China has tightened control over the Internet in the wake of the unrest sweeping through the Middle East, underscoring the Chinese Communist Party’s (CCP) anxiety over the easy spread of information that might challenge its one-party rule.
The online censorship coincides with a rash of detentions after an overseas Chinese-language Web site, Boxun, spread a call for “Jasmine Revolution” gatherings to press the CCP to make way for democratic change.
US Ambassador Jon Huntsman, tipped as a US presidential candidate and who has sparred with China on human rights, was spotted in a crowd at one such gathering on Beijing’s Wangfujing shopping street on Sunday.

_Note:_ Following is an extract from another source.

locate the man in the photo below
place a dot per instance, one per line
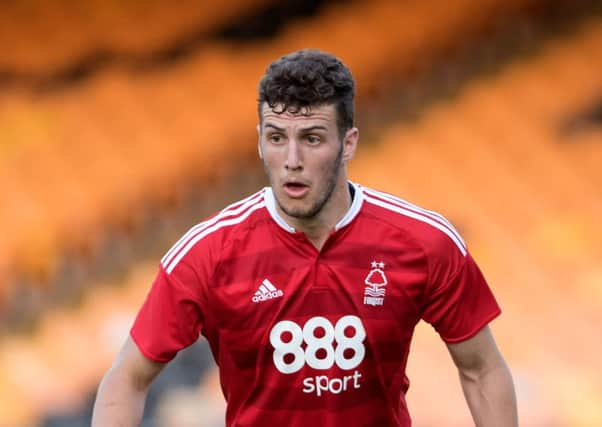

A video that was later posted on YouTube showed him talking to an unidentified person.
The unidentified Chinese man asked Huntsman what he was doing there and whether he wanted to see chaos in China. Huntsman walked away from the scene after that comment.
The US embassy was aware that Huntsman’s name was being “restricted on some searches” on China’s domestic Internet, spokesman Richard Buangan said, but declined further comment on the issue.
He said the ambassador and some family members were passing through the bustling Wangfujing shopping street and it was a coincidence that they were there at the same time as the planned protest.
Huntsman’s chances of running for the US Republican presidential nomination appeared to increase early this week when a group advocating his candidacy launched a fundraising effort.
Besides Huntsman’s Chinese name (喬恩·亨茨曼), searches for the words “Egypt,” “jasmine,” “jasmine revolution” and “Hillary Clinton” prompted a message saying the results could not be found on the microblogs of Chinese Internet portal Sina.com.
Authorities are particularly worried that people who use online microblogs — 125 million and growing — could use them to mobilize.
However, search results for Huntsman and Clinton could still be found on less popular Internet chatroom Tianya.cn and another Chinese microblogging site run by Sohu.com.
The Chinese microblog feed of Huntsman on Tencent Holdings’ QQ, another Chinese Twitter-like Web site, was still accessible.
Last week, China’s Internet censors deleted US embassy posts promoting Secretary of State Hillary Rodham Clinton’s speech on Internet freedom from microblogs.
It is unclear whether their removal was ordered by the government or censored by the company that hosts the microblogs, Sina.com, which cooperates with the government under Chinese law to scrub content that is deemed illegal.
Twitter itself is blocked in China, along with Facebook and other Web sites popular abroad.
Chinese state media has limited coverage of the unrest in Egypt.
Access to the professional networking site LinkedIn was disrupted in China on Thursday, following online calls on other sites for more gatherings every weekend in China.